Clément Gehl

Clément Gehl

Vom aufgeklärten Fan zum spezialisierten Redakteur



Clément Gehl ist Fachredakteur für Tennis für TennisTemple (TT) seit November 2024. Die Geschichte ist schön, denn er begann als leidenschaftlicher TT-Leser (2015) und hat sich nach und nach als glaubwürdige und engagierte Stimme in der Tenniswelt etabliert. Er spielt selbst seit 2017 (einmal pro Woche) und nimmt an Wettkämpfen teil (50 offizielle Matches), in erster Linie aus Freude und ohne übermäßigen Druck, mit einem französischen Klassement von 30/3.

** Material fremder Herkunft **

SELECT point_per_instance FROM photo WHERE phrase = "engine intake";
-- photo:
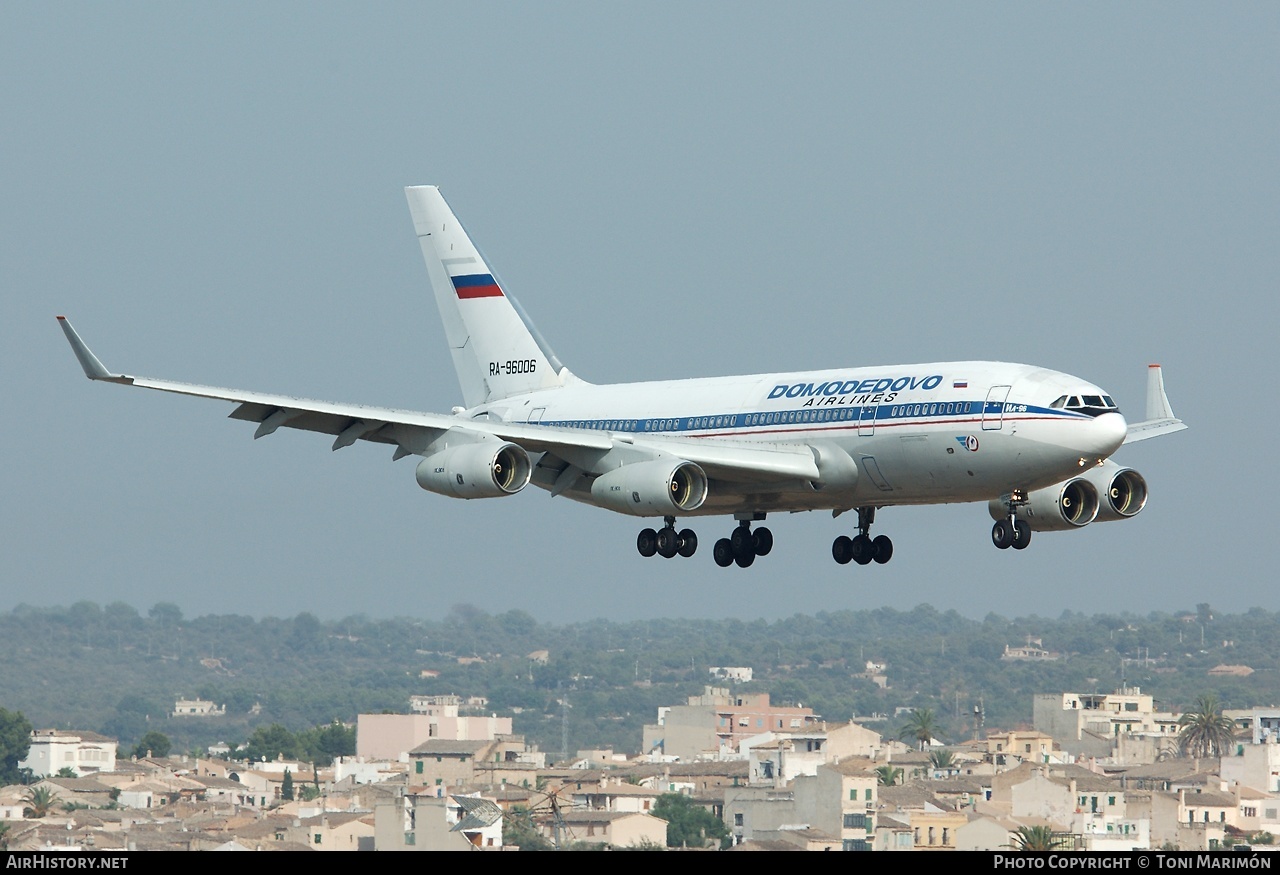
(1063, 507)
(1123, 490)
(649, 489)
(480, 470)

Werdegang & Verbindungen zum Tennis



Diese persönliche Verbindung zum Tennis bereichert seine journalistische Sicht und ermöglicht es ihm, die Leistungen von Profitennisspielerinnen und -spielern besser einzuschätzen. Eine Verbindung, die durch eine regelmäßige Präsenz am Spielfeldrand bei den größten Turnieren (Roland-Garros, Masters 1000 de Paris, ATP 250 de Metz) verstärkt wird. Besonders schätzt er die intimere Atmosphäre der Qualifikation von Roland-Garros, die er jedes Jahr besucht, was ihm ermöglichte, Kontakte zu professionellen Spielern zu knüpfen. So realisierte er im Januar 2025 ein exklusives Interview mit dem Australier John Millman (ehemaliger Weltranglisten-33.).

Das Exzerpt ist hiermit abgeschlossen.